The standard library offers std::copy, which can be seen as a generalization/generification of C's memcpy(). It also maintains the requirement of memcpy(), for the range [first, last) to be disjoint from the range [d_first , d_first + std::distance(first, last)); otherwise we have undefined behavior.
My question: Is there a generic version of std::memmove (i.e. which doesn't make that requirement and would typically be implemented using a temporary buffer)? If not, how come?
C++ doesn't have drop in replacements for memcpy and memmove.
For non-overlapping ranges usually std::copy is used, but std::copy_backwards can also be used.
For overlapping ranges you need to use std::copy or std::copy_backwards depending on the nature of the overlap.
Also for copy-expensive objects std::move (<algorithm>) and std::move_backward respectively can be used instead if the original objects don't need to keep their value.
template< class InputIt, class OutputIt > OutputIt copy( InputIt first, InputIt last, OutputIt d_first );Copies the elements in the range, defined by [first, last), to another range beginning at d_first.
Copies all elements in the range [first, last) starting from first and proceeding to last - 1. The behavior is undefined if d_first is within the range [first, last). In this case, std::copy_backward may be used instead.
Notes
When copying overlapping ranges, std::copy is appropriate when copying to the left (beginning of the destination range is outside the source range) while std::copy_backward is appropriate when copying to the right (end of the destination range is outside the source range).
template< class BidirIt1, class BidirIt2 > BidirIt2 copy_backward( BidirIt1 first, BidirIt1 last, BidirIt2 d_last );Copies the elements from the range, defined by [first, last), to another range ending at d_last. The elements are copied in reverse order (the last element is copied first), but their relative order is preserved.

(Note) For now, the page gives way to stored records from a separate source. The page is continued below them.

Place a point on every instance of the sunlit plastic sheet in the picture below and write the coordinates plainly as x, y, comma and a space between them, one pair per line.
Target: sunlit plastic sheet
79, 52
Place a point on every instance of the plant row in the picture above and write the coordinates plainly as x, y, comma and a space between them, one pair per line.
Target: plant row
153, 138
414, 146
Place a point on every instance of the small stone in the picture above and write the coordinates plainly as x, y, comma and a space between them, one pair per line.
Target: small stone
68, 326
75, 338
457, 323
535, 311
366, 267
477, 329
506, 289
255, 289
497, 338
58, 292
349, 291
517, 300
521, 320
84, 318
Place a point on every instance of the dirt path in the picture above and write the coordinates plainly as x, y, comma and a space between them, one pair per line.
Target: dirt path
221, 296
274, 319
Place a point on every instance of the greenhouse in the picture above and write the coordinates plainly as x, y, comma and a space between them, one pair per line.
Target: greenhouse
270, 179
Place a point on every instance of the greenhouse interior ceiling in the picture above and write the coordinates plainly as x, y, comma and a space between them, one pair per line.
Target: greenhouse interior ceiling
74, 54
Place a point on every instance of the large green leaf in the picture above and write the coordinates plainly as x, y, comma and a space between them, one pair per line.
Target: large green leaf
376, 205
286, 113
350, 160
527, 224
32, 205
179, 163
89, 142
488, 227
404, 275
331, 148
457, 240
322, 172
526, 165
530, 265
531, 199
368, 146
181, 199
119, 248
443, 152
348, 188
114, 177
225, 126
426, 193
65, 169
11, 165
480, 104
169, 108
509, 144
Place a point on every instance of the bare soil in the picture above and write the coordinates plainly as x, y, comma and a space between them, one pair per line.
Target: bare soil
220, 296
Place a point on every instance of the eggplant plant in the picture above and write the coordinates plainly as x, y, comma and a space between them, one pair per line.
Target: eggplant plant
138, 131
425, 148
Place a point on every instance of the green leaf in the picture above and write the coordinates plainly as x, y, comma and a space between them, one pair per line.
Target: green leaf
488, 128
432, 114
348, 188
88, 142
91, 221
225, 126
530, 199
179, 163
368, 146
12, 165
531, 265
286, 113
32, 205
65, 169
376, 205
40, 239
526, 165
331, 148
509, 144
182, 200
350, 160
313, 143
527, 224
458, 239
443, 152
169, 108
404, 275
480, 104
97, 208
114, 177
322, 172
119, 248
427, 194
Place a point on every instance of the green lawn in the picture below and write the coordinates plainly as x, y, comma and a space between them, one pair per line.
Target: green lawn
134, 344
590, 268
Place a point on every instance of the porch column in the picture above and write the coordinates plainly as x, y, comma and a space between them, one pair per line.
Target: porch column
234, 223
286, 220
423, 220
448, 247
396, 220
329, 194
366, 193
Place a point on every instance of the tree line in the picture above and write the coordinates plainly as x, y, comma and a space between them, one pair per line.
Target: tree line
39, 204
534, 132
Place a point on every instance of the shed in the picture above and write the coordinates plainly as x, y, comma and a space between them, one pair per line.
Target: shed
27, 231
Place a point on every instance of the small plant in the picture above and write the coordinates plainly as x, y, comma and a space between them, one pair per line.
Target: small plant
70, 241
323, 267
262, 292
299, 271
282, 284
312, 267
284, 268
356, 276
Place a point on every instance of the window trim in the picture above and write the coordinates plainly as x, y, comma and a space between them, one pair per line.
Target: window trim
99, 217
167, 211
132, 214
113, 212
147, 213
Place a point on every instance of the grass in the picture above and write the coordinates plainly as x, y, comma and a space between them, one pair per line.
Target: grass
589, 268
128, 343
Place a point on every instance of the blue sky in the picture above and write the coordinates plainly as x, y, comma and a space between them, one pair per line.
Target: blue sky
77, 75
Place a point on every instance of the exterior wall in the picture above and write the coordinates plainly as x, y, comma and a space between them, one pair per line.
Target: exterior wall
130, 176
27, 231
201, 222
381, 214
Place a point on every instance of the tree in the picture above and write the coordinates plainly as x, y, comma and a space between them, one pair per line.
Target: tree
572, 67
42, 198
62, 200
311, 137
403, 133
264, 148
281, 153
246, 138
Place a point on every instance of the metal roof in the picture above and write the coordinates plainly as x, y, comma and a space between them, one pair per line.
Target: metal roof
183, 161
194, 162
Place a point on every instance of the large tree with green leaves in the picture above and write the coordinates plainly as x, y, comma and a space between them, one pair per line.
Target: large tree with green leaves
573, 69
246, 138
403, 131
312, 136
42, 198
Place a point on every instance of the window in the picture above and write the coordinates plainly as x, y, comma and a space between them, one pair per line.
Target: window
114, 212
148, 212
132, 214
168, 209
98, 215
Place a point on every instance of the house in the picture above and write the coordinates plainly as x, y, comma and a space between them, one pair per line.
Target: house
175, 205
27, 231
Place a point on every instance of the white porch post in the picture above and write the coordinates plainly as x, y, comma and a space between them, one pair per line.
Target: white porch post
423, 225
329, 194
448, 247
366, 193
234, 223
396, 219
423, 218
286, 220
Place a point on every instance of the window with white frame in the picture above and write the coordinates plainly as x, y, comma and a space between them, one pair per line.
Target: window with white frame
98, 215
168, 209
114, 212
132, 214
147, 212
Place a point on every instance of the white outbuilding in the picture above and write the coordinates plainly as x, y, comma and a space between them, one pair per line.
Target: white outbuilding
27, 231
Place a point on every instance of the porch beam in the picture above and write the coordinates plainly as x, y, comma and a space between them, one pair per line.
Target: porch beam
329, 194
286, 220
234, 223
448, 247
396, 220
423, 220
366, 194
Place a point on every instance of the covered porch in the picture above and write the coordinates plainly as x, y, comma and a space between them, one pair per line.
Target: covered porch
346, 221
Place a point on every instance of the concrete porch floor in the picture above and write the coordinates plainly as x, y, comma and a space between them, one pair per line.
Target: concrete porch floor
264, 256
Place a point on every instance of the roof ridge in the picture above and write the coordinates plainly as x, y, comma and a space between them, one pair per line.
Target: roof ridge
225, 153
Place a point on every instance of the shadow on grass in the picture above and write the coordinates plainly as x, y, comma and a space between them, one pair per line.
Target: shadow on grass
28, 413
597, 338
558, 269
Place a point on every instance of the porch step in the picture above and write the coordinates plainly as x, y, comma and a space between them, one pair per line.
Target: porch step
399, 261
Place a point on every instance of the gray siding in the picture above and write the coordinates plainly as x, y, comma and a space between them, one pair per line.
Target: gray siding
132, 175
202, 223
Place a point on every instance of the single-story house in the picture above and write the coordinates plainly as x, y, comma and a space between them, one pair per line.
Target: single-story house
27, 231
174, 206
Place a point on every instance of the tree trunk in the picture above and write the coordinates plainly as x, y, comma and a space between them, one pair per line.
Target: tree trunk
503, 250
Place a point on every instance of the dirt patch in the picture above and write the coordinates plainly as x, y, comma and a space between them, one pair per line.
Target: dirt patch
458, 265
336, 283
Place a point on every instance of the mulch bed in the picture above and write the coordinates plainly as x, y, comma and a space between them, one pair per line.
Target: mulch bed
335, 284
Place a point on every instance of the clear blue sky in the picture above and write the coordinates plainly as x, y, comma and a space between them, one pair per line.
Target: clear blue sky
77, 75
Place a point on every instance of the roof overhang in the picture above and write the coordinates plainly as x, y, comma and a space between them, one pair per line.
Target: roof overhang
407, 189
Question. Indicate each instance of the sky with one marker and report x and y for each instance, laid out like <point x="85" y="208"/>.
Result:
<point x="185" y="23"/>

The behavior is undefined if d_last is within (first, last]. std::copy must be used instead of std::copy_backward in that case.
Notes
When copying overlapping ranges, std::copy is appropriate when copying to the left (beginning of the destination range is outside the source range) while std::copy_backward is appropriate when copying to the right (end of the destination range is outside the source range).